Notes from the Underground Part 2, Chapter 5 Summary

  • As he leaves to pursue his frenemies, the Underground Man concludes that this is real life, and that it is indeed very different from his dreams about the "sphere of art" that we heard about before.
  • Once outside, he gets into a horse-drawn carriage (read: taxi), crumpling with shame over the fact that he just borrowed six more roubles, but he concludes that he can't ask for forgiveness, so he must slap Zverkov in the face.
  • (Note: A slap in the face is a way to challenge a man to a duel. So he's not just slapping him, although that would be an interesting choice for revenge.)
  • Then he debates whether or not to say a few words before this slap. He imagines how the scenario might play out and fumes inwardly at Olympia, the woman at the brothel whom Zverkov eagerly anticipated being with that evening. The Underground Man recalls that Olympia once laughed at his (the Underground Man's) looks and refused him.
  • (Let's just be clear about this: the men left to go to a brothel with which they are all familiar. Olympia is a prostitute who works there, and Zverkov appears to be a regular customer of hers. When the Underground Man once tried to pay her for sex, she said "no thanks.")
  • The Underground Man continues fantasizing; he imagines that the men, though they will scorn him and kick him out, will finally realize that they themselves are not worth his little finger.
  • Then he decides that his duel with Zverkov (the result of the slapping) should happen at daybreak. He briefly wonders where he can buy a pistol, especially since he has no money. He decides he can worry about those trivial little details later.
  • Meanwhile, he urges the driver to make the horse go faster.
  • He also wonders who can be his "second" (in a duel, each man has a "second," a trusted friend who helps to choose where the duel takes place), especially since he has no friends, but concludes that he could ask the first man he meets on the street to fill the post, and that man would have to agree, out of sheer chivalry.
  • And then, suddenly, the Underground Man gets shivers down his spine and wonders if, maybe, he should just go home. He curses himself for having coming to this dinner at all.
  • But then he resolves himself and again urges the driver to go faster.
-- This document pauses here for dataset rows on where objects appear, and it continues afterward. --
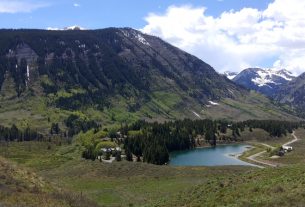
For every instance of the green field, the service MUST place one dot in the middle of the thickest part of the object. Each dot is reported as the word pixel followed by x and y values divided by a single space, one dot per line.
pixel 139 184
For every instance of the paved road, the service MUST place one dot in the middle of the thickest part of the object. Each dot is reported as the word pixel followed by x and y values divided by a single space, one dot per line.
pixel 292 141
pixel 253 157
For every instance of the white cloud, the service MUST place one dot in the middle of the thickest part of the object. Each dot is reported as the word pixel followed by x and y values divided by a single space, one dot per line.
pixel 20 6
pixel 237 39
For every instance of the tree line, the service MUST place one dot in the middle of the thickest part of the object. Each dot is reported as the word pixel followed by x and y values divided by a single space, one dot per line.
pixel 15 134
pixel 154 141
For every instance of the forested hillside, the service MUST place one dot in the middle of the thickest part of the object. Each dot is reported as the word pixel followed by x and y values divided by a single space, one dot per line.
pixel 293 94
pixel 113 75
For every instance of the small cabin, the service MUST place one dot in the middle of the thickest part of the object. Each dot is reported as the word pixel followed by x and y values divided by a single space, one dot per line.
pixel 287 148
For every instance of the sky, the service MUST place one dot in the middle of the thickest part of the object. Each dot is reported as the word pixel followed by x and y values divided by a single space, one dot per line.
pixel 230 35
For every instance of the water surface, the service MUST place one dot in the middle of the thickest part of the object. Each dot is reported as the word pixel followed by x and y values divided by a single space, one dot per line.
pixel 209 156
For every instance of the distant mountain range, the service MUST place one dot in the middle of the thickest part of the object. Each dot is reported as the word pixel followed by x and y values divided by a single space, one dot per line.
pixel 114 75
pixel 293 94
pixel 265 81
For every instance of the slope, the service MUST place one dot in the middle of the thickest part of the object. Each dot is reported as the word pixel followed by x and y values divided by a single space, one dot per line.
pixel 112 75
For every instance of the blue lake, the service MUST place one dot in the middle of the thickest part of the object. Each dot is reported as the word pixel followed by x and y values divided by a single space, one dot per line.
pixel 209 156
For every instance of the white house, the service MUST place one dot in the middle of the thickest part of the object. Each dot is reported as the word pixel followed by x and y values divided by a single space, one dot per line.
pixel 287 148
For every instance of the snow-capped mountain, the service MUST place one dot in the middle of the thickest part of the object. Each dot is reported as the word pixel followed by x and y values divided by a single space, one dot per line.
pixel 75 27
pixel 266 81
pixel 230 75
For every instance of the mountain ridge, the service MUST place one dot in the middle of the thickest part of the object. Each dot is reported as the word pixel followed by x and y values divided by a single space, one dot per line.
pixel 114 75
pixel 266 81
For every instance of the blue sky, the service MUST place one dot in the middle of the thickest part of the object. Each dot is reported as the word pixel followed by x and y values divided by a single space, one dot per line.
pixel 228 34
pixel 94 14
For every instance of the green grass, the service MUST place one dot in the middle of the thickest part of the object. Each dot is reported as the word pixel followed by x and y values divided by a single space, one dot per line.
pixel 139 184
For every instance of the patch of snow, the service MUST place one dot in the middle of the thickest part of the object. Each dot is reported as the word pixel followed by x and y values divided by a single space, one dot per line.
pixel 231 91
pixel 74 27
pixel 135 35
pixel 230 75
pixel 214 103
pixel 28 72
pixel 267 76
pixel 141 39
pixel 196 114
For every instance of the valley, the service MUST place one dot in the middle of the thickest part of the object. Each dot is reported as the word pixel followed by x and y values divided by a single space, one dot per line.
pixel 94 118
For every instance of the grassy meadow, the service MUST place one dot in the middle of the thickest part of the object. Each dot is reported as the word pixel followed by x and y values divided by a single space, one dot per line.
pixel 139 184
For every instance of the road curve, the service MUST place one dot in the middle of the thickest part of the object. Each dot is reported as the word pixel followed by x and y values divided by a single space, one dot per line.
pixel 253 157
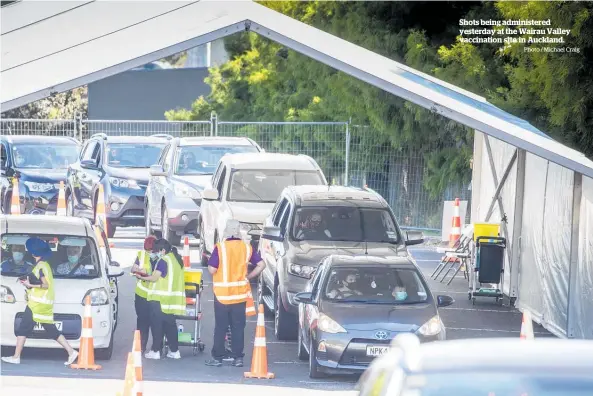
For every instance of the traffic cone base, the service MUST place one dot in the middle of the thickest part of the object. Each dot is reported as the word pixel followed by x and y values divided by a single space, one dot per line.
pixel 86 352
pixel 259 361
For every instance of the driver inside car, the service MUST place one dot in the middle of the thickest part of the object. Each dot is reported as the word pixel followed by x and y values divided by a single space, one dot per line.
pixel 74 253
pixel 345 287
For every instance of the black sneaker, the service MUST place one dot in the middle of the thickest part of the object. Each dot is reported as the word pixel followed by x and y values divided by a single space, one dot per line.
pixel 213 362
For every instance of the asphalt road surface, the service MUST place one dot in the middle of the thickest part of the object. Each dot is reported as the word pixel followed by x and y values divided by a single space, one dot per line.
pixel 462 319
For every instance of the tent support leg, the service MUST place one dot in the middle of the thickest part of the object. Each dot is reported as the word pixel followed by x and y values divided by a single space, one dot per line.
pixel 517 225
pixel 574 253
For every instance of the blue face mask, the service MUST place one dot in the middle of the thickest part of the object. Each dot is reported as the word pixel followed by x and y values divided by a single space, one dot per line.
pixel 400 296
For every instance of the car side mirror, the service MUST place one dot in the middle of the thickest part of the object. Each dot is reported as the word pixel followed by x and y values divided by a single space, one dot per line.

  • He continues to run through in his mind every possible scenario. What if they have him arrested? What if Zverkov won't fight? Etc...etc.
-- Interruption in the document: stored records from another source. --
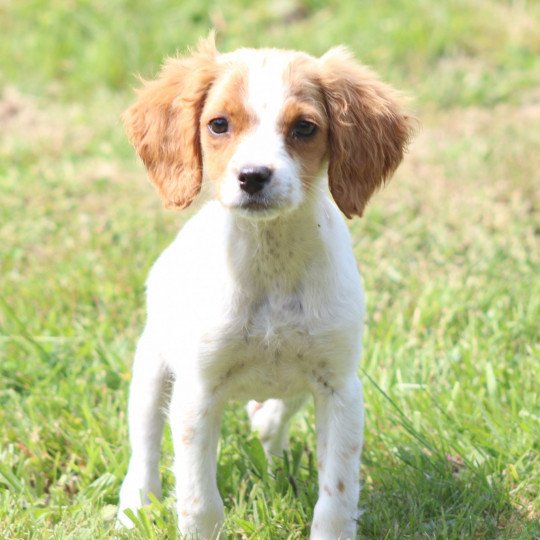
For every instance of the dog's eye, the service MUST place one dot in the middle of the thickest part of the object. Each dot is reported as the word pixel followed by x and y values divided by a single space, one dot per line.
pixel 303 129
pixel 218 126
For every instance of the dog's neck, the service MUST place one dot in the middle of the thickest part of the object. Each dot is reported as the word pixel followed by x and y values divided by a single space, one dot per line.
pixel 270 256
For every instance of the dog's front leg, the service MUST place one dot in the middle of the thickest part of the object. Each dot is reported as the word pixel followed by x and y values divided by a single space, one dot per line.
pixel 147 398
pixel 195 417
pixel 340 419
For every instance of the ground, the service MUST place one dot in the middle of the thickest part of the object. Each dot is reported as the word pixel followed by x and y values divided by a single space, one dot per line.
pixel 449 251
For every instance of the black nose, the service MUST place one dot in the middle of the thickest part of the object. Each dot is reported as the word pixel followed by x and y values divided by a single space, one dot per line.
pixel 252 179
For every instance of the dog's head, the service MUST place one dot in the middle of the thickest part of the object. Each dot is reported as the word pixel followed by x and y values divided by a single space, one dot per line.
pixel 260 126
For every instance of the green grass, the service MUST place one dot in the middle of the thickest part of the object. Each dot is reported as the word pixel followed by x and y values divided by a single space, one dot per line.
pixel 450 254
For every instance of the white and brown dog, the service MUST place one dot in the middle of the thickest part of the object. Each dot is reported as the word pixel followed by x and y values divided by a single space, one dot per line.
pixel 259 296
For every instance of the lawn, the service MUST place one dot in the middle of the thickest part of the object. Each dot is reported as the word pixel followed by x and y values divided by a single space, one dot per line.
pixel 449 251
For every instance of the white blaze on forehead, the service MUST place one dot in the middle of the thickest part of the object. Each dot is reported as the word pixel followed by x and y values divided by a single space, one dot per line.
pixel 266 87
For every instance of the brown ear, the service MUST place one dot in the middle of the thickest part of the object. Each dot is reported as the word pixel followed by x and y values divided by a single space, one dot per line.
pixel 368 130
pixel 163 124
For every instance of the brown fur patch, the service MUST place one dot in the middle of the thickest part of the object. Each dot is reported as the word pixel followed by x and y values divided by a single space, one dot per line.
pixel 163 124
pixel 227 100
pixel 305 100
pixel 368 130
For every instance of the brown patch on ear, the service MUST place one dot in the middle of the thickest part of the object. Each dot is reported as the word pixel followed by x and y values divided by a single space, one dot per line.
pixel 163 124
pixel 368 130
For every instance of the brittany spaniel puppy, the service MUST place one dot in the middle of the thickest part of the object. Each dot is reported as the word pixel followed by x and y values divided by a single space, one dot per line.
pixel 258 297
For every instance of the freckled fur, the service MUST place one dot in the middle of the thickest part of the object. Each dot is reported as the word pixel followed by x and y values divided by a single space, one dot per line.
pixel 259 296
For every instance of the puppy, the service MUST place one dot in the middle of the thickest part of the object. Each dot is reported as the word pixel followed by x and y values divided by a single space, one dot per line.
pixel 259 296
  • He decides that if he is thrown in jail, he'll serve out fifteen years or so, get released, and THEN go find Zverkov in order to magnanimously and publicly forgive him.
  • At this point, he is basically on the verge of tears, although he knows full well that he had stolen all these scenarios from literature. He feels so ashamed that he makes the driver stop and gets out of the carriage to stand in the snow and ponder.
  • This lasts, oh, a few seconds before he hurls himself back into the sled and commands the driver onward. He's so eager, in fact, that he punches the driver in the back of the neck. Now that he has resolved himself to slap Zverkov, nothing can stop him.
  • The Underground Man arrives at the brothel, leaps out of the sled, bangs on the door and is greeted by the madam.
  • He immediately demands to know where the other men are.
  • They're not there.
  • The Underground Man is unspeakably relieved; he feels as though he has been "saved from death."
  • Then he looks around and focuses on a girl (a prostitute) that has just come into the room. She is young and "grave," and he finds her eyes attractive, though admits she's no beauty. He adds that he would have hated her if she had been smiling.
  • He looks into the mirror to find that he looks rather atrocious himself; but he's glad of that. He's glad that this girl will find him utterly repulsive.